Nominal Size Selection, Heat Loss & Hydraulic Calculation of Pipeline Systems
||The List of Changes
- Ñalculation of two-phase gas-liquid flows with boiling and condensation in branched pipelines (without recycles) is implemented.
- Group pipeline elements selection, group copy/cut/delete operations for both tree and graphic windows are added.
- Waterhammer calculation has been improved:
- Speed of waterhammer calculation has been dramatically increased;
- Column separation (cavitation) effect is now considered;
- Several consecutive pipeline components can now be calculated;
- Viewpoints are now checked to be not too close to the reflecting node or an element with a changing statein order to accurately calculate the magnitude of the pressure and velocity peaks;
- Waterhammer caused by the opening/closing of the butterfly valve is now more accurately calculated;
- Corrections has been made in the waterhammer calculation for pipelines with manually entered inflows/outflows in nodes;
- A bug has been fixed that deals with invalid reducer length at calculation.,.
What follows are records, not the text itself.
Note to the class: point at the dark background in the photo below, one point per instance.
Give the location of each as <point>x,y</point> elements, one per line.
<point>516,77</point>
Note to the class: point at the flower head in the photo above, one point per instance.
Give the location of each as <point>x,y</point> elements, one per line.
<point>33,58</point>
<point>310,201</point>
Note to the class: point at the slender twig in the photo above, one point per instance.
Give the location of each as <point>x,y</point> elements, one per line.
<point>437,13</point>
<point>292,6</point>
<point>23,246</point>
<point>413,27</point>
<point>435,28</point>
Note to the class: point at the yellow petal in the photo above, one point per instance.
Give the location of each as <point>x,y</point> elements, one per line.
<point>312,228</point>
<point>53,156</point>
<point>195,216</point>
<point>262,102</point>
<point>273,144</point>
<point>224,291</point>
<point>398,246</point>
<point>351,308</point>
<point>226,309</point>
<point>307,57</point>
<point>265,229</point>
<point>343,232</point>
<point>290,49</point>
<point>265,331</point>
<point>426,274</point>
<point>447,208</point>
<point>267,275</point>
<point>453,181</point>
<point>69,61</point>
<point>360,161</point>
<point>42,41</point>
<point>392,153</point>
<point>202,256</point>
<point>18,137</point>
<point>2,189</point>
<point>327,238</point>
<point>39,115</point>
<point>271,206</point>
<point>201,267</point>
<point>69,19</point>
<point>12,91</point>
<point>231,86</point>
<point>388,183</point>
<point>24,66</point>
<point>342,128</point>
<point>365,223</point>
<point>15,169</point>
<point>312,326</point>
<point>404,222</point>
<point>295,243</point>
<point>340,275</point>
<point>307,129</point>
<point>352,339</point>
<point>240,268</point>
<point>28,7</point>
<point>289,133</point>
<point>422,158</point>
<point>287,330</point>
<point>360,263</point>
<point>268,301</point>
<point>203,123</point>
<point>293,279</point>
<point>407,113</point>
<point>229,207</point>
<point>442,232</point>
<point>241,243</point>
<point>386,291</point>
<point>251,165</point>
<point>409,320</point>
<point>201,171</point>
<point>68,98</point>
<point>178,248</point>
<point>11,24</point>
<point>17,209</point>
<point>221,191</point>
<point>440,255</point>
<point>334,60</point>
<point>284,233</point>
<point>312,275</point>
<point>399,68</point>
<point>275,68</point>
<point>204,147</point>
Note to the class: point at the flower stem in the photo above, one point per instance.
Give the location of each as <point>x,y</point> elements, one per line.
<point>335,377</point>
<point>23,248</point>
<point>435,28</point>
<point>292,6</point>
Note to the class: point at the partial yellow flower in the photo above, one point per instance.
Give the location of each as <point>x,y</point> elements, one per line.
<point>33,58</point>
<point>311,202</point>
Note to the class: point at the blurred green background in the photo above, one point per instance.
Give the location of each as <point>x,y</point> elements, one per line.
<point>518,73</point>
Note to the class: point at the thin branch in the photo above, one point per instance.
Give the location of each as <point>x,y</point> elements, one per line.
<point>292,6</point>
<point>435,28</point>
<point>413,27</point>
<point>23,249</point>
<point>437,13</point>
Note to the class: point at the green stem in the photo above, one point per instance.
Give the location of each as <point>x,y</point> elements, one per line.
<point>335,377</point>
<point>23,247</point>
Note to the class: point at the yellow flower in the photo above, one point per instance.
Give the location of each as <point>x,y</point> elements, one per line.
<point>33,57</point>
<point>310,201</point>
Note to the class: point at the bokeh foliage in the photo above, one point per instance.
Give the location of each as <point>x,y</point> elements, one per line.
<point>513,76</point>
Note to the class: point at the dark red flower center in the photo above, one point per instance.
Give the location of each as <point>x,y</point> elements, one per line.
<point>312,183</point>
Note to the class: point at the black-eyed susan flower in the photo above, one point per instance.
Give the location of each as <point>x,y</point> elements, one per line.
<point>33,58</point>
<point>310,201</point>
- Significant changes have been made to the two-phase flow calculation module:
- Severe slugging flow in pipelines with gas-liquid flow is now predicted.
- Phase change calculation algorithm has been improved - phase transitions points are now determined more accuratey.
- Calculation of Mach numbers for water-steam mixtures using the WaterSteamPro library now is more precise.
- Some corrections have been made to the calculation of pipelines containing branches with negative flowrates.
- The inaccuracy in two-phase flow calculation of temperature and enthalpy after the orifice has been corrected.
- The inaccuracy of hydraulic resistance calculation for two-phase flow on vertical pipes is fixed.
- The error in the two-phase calculation settings files causing frictional losses on bends, elbows and reducers to be considered differently than on straight pipes has been fixed.
- Refinements and improvements to other calculation functions of the program have been made:
- Internal heat transfer coefficient (from the fluid to the pipe wall) at heat analysis was corrected, thus improving the accuracy of calculations of uninsulated pipelines with strong cooling/warming during flow.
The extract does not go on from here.